合同会社の社員の加入と退社

こんにちは。司法書士・行政書士の廣澤です。

この記事では、合同会社の社員の加入と退社について解説していきます。

[toc]

 

合同会社の社員とは?はこちらの記事へ

 

 

合同会社の社員の加入

社員の加入には次の3つの方法があります。

1.出資することによる加入

2.持分譲受けによる加入

3.相続などで持分を取得したことによる加入

 

1.出資することによる加入

前回の記事で解説したとおり、合同会社の社員はその会社の出資者であり、持分をもつ者のことを指します。よって、「就任」という考え方があてはまりません。
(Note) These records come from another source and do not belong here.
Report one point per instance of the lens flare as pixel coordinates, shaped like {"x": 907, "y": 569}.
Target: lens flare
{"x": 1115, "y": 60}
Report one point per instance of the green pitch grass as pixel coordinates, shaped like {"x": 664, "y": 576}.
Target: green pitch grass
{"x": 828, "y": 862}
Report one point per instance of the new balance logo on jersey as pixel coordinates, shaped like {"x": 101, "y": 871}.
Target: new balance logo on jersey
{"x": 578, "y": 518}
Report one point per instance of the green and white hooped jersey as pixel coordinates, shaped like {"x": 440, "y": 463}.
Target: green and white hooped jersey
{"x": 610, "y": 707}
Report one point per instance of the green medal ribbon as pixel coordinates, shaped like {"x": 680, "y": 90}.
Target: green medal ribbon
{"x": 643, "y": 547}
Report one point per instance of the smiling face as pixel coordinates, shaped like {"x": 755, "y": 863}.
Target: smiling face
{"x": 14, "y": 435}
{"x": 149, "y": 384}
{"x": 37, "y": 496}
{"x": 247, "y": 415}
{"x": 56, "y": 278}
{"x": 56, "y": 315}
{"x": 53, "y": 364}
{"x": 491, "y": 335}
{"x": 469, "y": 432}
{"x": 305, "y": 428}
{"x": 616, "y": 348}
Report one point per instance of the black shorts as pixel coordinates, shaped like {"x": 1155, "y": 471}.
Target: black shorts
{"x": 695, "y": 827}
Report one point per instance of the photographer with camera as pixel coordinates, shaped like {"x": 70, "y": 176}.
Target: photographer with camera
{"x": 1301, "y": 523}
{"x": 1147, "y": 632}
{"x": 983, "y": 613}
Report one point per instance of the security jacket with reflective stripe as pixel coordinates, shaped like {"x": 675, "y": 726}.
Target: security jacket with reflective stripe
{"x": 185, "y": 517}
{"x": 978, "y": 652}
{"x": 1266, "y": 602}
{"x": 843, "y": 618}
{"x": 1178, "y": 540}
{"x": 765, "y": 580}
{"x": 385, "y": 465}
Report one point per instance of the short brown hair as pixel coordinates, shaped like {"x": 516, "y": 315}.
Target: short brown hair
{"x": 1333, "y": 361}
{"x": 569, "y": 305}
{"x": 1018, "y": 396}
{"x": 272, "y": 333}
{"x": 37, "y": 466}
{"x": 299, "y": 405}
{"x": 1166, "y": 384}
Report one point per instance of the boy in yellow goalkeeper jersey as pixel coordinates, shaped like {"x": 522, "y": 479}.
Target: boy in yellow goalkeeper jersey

そして、次の2つの要件を満たすと、会社の社員として加入することができます。株式会社は株主や役員となる際に定款変更までは必要ありませんから、取り扱いに違いがあるという事ですね。

1.定款変更すること

2.出資を履行すること

(社員の加入)
第六百四条 持分会社は、新たに社員を加入させることができる。
2 持分会社の社員の加入は、当該社員に係る定款の変更をした時に、その効力を生ずる。
3 前項の規定にかかわらず、合同会社が新たに社員を加入させる場合において、新たに社員となろうとする者が同項の定款の変更をした時にその出資に係る払込み又は給付の全部又は一部を履行していないときは、その者は、当該払込み又は給付を完了した時に、合同会社の社員となる。
(加入した社員の責任)
第六百五条 持分会社の成立後に加入した社員は、その加入前に生じた持分会社の債務についても、これを弁済する責任を負う。

 

 

2.持分譲受けによる加入

原則、社員全員の同意を得て、社員は持分の全部又は一部を第三者に譲渡する事ができます。そして、持分全部を譲渡した社員は退社となり、持分を譲り受けした者は社員に加入します。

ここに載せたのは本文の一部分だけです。